David P. Hajjar, dean of the Weill Cornell Graduate School of Medical Sciences, received a Fulbright grant to develop biological sciences research initiatives between Qatar University and Weill Cornell Medical College in Qatar, the University announced Monday.
Hajjar is the second faculty member from the medical college to be named a Fulbright grantee.
The dean was named to the Fulbright Specialist Program, a professorial scholarship that funds recipients for two- to six-week projects, and he will start working in the Middle East this semester.
“I chose Qatar because I see that country as a place that could use my help,” Hajjar said. “Considering that we already have a medical college there, it seemed quite reasonable to [work there].”

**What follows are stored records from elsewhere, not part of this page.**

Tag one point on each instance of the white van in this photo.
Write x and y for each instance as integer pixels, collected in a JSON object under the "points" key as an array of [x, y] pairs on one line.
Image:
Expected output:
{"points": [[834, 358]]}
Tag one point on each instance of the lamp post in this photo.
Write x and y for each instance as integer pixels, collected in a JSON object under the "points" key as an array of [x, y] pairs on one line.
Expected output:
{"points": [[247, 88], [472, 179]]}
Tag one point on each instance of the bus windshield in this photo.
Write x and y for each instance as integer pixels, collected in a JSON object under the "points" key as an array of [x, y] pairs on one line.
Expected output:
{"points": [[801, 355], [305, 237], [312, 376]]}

Hajjar’s project will consist of working with biological science faculty at Qatar University — the country’s largest public university — and trying to develop more research ties with Cornell.
“I’m trying to help them educationally and help them research-wise to get them more collaboratively linked with Cornell’s Qatar medical college,” Hajjar said.
Qatar University has a robust program in genetics and should cooperate more with Cornell’s medical school to pool resources, Hajjar said.
Additionally, Hajjar will spend much of his time collaborating with Qatari undergraduate students in an attempt to prepare them for the medical profession.
“I want to try to get the Qatari undergraduates to be more interested in medicine,” Hajjar said. “By starting medical programs there, we’ll get them better trained for them to attend medical school.”
Cornell’s Qatar campus opened in 2001 after Qatar’s government established a multi-million-dollar, non-profit foundation. The medical school includes a faculty of more than 60 professors, according to its website.
Hajjar began teaching in Cornell’s biochemistry department in1978 and served as dean of the graduate school since 1997. He also holds the record for being the youngest faculty member to earn tenure at the University, at age 33.
Administered by the State Department, the Fulbright program entails a lengthy application process as Hajjar was formally nominated by President David Skorton and Prof. Barry Coller, Rockefeller University.
Last year, approximately 20-30 professors were named Fulbright Specialists.
“From what I understand, there are quite a significant number of people who are nominated for the scholars program — I was nominated for the Fulbright Specialist Program for the more senior group of people,” Hajjar said.
“Through his leadership in building our own research and education enterprise at Weill Cornell, and as an accomplished, brilliant scientist himself, Dr. Hajjar is uniquely qualified to offer expert guidance to our friends and colleagues in Qatar,” Skorton stated in the Cornell Chronicle.
“I extend my congratulations and wish him well in this important undertaking,” Skorton said.
Correction: An earlier version of this article incorrectly identified David Hajjar as the dean of Weill Cornell Medical College. In fact, he is dean of the Weill Cornell Graduate School of Medical Sciences.